When it rains, the roads flood, shops close, the power switches off, the DSTV signal is disrupted, and even your mobile network signal is not good to browse the internet.
So, BattaBox Presenter Warri Pikin wanted to find out – what do Nigerians do to amuse themselves when it rains in Nigeria?
“I swear, Monkey Ynash – na Woman – comes to my mind,” says on Lagos trader in the market.
“Nothing will come into my mind, I’ll just go to bed and sleep,” says one young girl indignantly.
“Na normal thing that comes to human mind when it rains in Nigeria,” says a Nigerian market women. “That’s sex!”
“Rains in Nigeria means weather for two” says another lady with a big smile. “My boyfriend must be around when it rains.”
So, we are now wondering – how many of Nigeria’s new born babies are conceived in the rainy season? But not everyone thinks of sex when it rains in Nigeria.
“I will just go to my room and smoke,” says one young man.
“I will drink coffee and use a blanket to cover myself when in rains in Nigeria,” says another guy.
“I will boil water for a bath,” says a young woman.
Rainy season in Nigeria lasts about three months from June to September, but in recent years the climate has become more erratic.
NASA have predicted that the models and effects of climate change have been underestimated, especially in the tropics and places like Nigeria.

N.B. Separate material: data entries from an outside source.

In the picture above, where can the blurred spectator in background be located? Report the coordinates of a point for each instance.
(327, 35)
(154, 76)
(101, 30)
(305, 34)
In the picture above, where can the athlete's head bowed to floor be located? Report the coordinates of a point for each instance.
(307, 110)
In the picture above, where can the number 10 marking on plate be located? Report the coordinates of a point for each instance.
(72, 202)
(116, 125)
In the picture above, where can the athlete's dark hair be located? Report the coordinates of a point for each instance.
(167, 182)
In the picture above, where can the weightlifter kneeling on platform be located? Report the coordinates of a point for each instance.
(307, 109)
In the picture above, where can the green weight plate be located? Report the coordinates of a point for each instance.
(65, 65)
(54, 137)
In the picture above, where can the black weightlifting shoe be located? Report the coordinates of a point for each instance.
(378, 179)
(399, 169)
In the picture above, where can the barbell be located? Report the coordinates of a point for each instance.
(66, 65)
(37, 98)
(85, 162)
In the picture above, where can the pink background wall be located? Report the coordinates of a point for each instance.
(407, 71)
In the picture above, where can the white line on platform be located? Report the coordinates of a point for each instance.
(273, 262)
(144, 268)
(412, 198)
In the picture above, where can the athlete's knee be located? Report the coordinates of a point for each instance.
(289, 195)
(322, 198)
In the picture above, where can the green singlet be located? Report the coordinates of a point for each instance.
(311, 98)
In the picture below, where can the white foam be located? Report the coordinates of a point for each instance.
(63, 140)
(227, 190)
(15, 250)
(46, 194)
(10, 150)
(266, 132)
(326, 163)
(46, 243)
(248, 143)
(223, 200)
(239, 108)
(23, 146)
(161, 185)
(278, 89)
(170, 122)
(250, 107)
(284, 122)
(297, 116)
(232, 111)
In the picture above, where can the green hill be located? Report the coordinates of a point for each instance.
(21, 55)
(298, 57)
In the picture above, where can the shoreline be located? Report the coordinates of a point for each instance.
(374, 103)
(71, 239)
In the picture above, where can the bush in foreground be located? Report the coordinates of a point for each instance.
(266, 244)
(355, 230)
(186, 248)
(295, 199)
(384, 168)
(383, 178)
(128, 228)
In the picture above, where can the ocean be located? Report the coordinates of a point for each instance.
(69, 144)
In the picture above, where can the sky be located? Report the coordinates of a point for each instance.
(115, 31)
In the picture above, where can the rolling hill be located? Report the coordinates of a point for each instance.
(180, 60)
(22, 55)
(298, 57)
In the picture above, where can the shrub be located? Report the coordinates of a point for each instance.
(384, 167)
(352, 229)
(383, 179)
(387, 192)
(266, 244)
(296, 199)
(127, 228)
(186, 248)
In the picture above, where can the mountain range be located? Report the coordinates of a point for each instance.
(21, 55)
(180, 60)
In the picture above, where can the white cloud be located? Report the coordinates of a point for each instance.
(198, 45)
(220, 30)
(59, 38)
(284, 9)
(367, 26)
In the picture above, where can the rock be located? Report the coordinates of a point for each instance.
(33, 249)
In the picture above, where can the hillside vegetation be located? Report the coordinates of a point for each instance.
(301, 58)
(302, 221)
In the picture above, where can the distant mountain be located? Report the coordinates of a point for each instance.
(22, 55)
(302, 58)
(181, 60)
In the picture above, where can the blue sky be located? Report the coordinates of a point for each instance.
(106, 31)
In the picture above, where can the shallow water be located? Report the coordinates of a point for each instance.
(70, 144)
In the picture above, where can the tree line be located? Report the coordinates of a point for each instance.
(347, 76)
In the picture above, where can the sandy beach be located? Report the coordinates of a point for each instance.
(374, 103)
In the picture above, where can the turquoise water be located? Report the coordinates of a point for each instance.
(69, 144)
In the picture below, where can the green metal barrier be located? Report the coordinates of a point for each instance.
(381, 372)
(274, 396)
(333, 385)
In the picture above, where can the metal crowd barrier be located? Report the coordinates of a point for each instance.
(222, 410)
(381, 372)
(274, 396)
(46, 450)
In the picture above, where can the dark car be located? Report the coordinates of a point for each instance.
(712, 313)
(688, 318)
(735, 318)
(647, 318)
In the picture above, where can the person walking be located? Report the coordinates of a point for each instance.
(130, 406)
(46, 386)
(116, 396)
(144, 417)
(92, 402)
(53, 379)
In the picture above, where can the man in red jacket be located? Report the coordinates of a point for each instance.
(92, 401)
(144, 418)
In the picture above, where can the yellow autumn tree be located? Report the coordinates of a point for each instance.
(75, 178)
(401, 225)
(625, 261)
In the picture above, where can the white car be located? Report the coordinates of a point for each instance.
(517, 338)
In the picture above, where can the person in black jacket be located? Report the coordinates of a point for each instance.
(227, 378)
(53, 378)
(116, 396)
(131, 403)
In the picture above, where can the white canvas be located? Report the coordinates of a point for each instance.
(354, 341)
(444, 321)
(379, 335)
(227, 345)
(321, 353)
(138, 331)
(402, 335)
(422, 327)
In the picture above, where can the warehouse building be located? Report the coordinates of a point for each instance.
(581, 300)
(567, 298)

This year, at least 100,000 people have been forced to flee their homes across Nigeria because of heavy flooding, especially in places like Benue state. President Buhari said he “will make available all assistance” to the victims, but President Buhari and the Nigerian government have faced criticism over their slow reaction to the devastation of heavy rains and floods across the country.
Photographs shared on social media show homes and farms completely submerged by water, as their owners walk by foot carrying their belongings.
And in 2012, Nigeria suffered some of its worst floods for many years across 30 of its 36 states from heavy rains, poor infrastructure, drainage, and the opening of dams in Cameroon. Hundreds of people died and millions were forced out of their homes.
Often the most shared photos on social media are from the Mega-City Lagos (with the fastest internet!) is one of the biggest cities on earth, but at least half of the city’s population of 15million people live only two meters above sea level, and are thought to be at serious risk as water levels rise.
What do you do when the rains in Nigeria – the rainy season! – are too heavy to go outside?